5 Ways To Feel Less Alone Amid The Epidemic Of Loneliness

Nevertheless, that means your previous social support group is now gone. That’s why it’s incredibly important to find people to connect with in recovery in order to build a healthier social network. The fear of getting criticized or ridiculed by family and friends can also cause isolation. It’s normal to feel disconnected from your previous loneliness in recovery life and relationships when you stop drinking or using drugs, as these activities often form part of your social circle. Even when you have many connections with others, you may still struggle with loneliness. This could be because mental health conditions are preventing you from being able to fully engage in your relationships.

You may feel overwhelmed, confused, anxious, and scared, and that’s okay. These feelings are temporary, and relearning how to be sober takes time. If you are suffering from loneliness in recovery, find a therapist to assist you. Talking with someone about your emotions can change your perspective. A therapist can also give you the means to change thought patterns that lead you to feel lonely.

Community, Connection, and Compassion

And loneliness also disrupts sleep, increases anxiety, suicidal thoughts, and risk of self-harm. That is, Americans are lonely, especially younger generations, says Cigna’s 2018 U.S. It’s no surprise that being lonely has detrimental effects on mental and physical well-being. The feelings can stem from a multitude of reasons, such as grief following loss, divorce, separation, or miscarriage.

GRC is committed to the health and wellness of all of our clients and staff. Due to the COVID-19 outbreak, we have implemented new pre-screening protocols and other safety precautions while we continue to admit new clients 24/7. Our facilities remain open for treatment, we are expanding virtual services, and we remain dedicated to our clients and their recovery. Call today to get started on your journey or if you have any questions.

Things You Shouldn’t Say to Someone With Depression

We provide people in recovery with an environment in which they can connect with like-minded peers who understand what it’s like for them to recover. By attending group therapy sessions and other community activities, our clients can build meaningful connections with others on a similar path. Many of our clients choose to maintain these supportive friendships after treatment. Fortunately, addiction treatment is a great place to create a support network. At Dream Recovery, you will be surrounded by peers who understand what you’re going through. The journey of recovery involves many challenges, which encourages people to seek support from one another.

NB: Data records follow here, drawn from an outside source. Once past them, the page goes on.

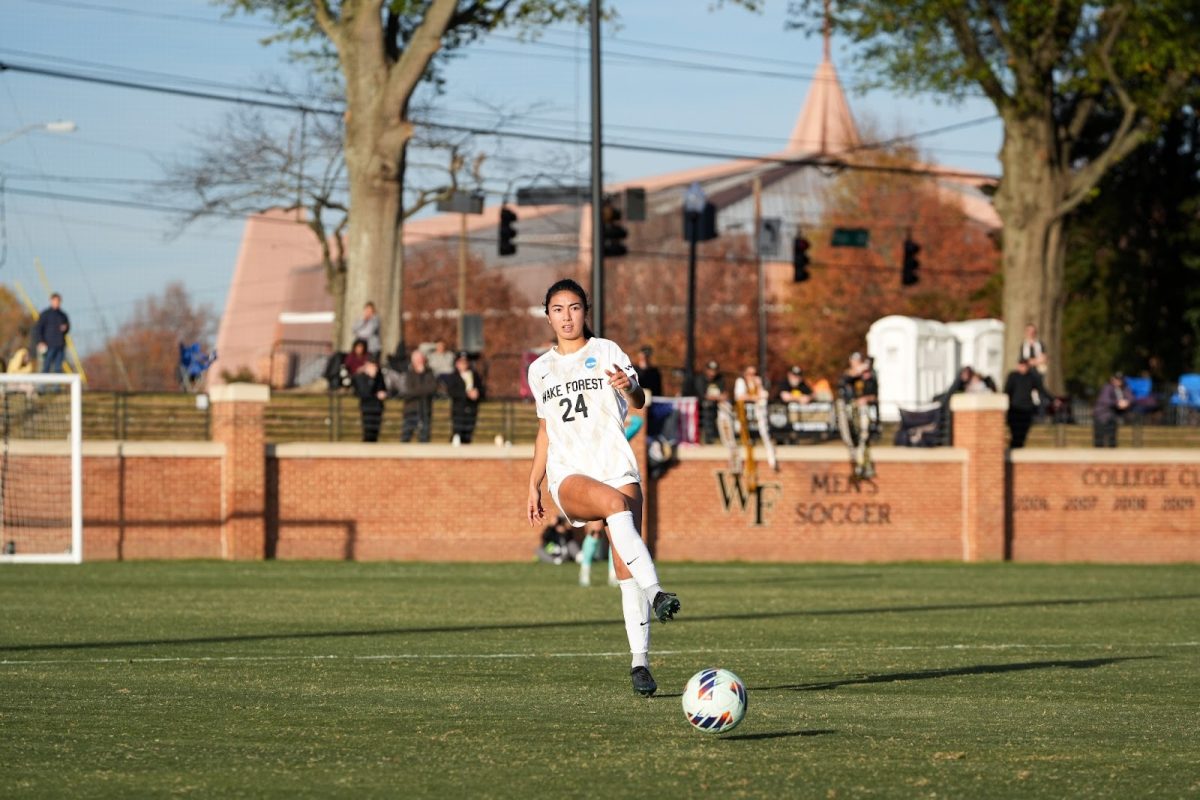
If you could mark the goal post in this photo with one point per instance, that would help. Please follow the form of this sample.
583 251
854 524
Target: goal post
41 469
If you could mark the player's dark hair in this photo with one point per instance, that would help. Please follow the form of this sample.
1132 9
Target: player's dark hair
568 284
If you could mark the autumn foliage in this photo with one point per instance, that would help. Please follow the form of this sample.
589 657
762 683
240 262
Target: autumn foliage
144 353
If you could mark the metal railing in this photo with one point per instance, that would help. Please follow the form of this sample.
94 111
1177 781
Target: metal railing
335 416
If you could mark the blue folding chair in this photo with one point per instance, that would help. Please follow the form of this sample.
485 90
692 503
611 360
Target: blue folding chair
1187 396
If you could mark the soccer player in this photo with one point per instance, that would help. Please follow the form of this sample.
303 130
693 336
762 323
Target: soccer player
582 386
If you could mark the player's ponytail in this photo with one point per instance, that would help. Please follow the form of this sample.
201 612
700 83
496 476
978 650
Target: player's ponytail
568 284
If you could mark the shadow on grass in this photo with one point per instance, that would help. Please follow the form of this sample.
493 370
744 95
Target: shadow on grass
949 672
742 581
777 734
585 623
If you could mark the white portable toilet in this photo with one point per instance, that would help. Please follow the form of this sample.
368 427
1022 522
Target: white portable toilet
915 361
982 347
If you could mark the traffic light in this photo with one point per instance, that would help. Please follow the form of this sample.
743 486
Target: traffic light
508 233
909 274
799 259
613 233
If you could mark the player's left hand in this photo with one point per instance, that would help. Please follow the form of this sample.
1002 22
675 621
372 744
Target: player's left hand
619 379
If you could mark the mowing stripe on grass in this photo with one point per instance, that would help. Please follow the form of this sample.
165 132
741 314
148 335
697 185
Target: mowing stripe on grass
467 656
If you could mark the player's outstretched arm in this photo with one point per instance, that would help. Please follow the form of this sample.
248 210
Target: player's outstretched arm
621 380
540 446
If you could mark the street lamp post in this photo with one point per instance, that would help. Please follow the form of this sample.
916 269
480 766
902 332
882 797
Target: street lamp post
694 203
60 126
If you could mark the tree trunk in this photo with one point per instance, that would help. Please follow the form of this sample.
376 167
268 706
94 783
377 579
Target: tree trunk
1035 251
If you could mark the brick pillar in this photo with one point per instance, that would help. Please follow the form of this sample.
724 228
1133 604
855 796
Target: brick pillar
979 429
238 425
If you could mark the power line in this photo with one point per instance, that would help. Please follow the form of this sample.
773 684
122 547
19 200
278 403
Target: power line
823 162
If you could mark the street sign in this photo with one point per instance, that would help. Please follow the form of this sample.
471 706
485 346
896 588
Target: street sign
851 236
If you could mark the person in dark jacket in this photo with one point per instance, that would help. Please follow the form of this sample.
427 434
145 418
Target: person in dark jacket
1111 403
648 376
51 335
418 388
370 388
466 389
1025 391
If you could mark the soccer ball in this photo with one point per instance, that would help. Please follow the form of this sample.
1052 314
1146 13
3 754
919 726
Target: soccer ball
714 701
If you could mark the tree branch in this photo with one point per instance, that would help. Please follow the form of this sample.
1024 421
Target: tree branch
960 25
426 40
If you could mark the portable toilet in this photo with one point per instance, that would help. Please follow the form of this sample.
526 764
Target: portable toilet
982 347
915 361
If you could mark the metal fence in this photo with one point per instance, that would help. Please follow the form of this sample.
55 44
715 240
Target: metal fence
334 416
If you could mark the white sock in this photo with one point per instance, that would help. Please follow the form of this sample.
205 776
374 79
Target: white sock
637 620
634 553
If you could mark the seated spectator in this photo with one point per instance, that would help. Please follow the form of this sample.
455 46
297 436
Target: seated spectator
370 388
442 362
357 358
1111 404
648 376
796 389
970 382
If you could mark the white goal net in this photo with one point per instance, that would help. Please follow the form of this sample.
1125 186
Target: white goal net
41 465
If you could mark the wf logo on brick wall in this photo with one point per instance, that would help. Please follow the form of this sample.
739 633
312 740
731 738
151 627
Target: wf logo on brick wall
736 494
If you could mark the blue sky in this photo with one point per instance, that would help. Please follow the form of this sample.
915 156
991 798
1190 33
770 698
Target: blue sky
105 258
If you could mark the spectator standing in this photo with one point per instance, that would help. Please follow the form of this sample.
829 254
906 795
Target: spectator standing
1111 404
1025 389
709 388
51 335
418 385
370 388
648 376
1033 350
367 329
466 390
796 389
442 362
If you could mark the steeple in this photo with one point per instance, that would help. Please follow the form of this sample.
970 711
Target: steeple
825 125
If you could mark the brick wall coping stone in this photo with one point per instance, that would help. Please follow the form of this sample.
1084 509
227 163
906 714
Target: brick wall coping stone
240 394
828 452
102 449
1104 456
978 402
399 451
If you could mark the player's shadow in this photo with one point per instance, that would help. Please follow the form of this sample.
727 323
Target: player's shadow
346 633
949 672
777 734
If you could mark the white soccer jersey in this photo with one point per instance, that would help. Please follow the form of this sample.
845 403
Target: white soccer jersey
585 415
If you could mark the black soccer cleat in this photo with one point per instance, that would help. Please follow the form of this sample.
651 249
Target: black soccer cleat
643 681
666 606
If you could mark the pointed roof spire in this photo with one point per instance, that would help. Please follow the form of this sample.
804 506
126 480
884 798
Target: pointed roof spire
825 125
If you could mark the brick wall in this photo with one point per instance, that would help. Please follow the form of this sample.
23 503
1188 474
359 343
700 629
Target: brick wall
1105 505
237 498
151 500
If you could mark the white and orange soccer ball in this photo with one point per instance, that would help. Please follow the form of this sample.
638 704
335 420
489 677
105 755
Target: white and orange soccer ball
714 701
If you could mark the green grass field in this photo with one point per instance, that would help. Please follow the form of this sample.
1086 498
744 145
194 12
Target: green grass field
319 679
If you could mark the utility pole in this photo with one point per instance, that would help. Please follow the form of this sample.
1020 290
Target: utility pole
762 277
597 179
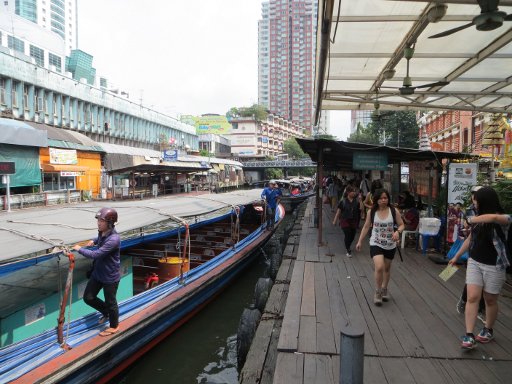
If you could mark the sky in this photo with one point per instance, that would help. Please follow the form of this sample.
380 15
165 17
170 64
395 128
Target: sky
179 57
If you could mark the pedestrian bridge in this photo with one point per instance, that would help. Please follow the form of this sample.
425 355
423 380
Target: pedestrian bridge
279 164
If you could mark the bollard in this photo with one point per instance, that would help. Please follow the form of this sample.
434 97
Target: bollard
351 355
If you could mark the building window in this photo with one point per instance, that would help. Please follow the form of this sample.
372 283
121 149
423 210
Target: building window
37 54
16 44
55 60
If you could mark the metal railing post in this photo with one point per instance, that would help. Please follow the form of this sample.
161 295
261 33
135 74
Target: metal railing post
351 355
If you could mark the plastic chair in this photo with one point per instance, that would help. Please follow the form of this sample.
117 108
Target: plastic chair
407 232
426 238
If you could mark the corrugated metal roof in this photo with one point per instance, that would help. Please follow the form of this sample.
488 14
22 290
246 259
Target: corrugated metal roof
17 132
64 138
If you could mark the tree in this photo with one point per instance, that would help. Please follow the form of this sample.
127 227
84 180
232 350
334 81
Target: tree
259 112
393 128
367 135
293 149
325 136
401 129
274 173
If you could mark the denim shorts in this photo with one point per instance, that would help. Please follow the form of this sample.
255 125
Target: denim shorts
490 277
388 253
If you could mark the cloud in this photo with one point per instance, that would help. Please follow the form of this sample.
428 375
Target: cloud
189 57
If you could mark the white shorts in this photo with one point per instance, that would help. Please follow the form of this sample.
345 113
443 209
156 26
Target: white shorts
490 277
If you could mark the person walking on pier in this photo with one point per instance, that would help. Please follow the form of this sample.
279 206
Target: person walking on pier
106 269
349 214
387 225
487 263
272 195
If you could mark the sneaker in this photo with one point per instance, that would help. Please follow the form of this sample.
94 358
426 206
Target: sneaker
377 299
484 336
461 306
468 342
385 294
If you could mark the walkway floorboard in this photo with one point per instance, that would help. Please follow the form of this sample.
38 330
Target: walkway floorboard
413 338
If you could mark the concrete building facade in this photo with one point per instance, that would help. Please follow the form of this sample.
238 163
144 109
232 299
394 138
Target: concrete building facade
286 34
251 138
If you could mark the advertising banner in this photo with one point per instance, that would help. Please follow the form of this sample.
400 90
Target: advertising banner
63 156
170 155
461 177
370 161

  • The journey of recovery involves many challenges, which encourages people to seek support from one another.
  • JourneyPure Emerald Coast is committed to helping clients and their families restore broken bonds and find a common ground for healing.
  • They do this to feel better about what they’re doing and not get lectured.

Leverage the places you already spend time, and seek opportunities to deepen connections there. Only 31% of people feel satisfied with their connections at work, according to BetterUp, but you can build positive interactions. If you’re like many people, you experience loneliness and disconnection frequently. https://ecosoberhouse.com/ Whether you feel a lack of connection with friends, a lack of affinity co-workers or even a lack of closeness with family members, loneliness can emerge in many forms. They may feel trapped and unable to escape the situation and they often hurt those around them because they, in turn, are hurting and angry.

The Danger of Loneliness in Addiction Recovery

Research has found that loneliness is just as dangerous as smoking a pack and a half of cigarettes a day. Those who experience this feeling regularly are 50% more likely to die prematurely than those who don’t. Stress is also harder to bear when you’re lonely and don’t have a support system to help you deal with everyday life.

While our main focus is on treating SUD, we are happy to help you overcome any co-occurring disorders that are impacting your recovery. One important and effective way to combat loneliness is to learn to become your own best friend. Increasing your self-esteem and self-confidence will help you become more comfortable being alone, and will attract more positive people into your support network. Letting go of mistakes made during your substance use disorder is vital to your character. It will be easier to make friends once you learn to love yourself again. Self-isolation is dangerous to your recovery, so take some time to practice self-care techniques like exercise or journaling to help when you feel guilty.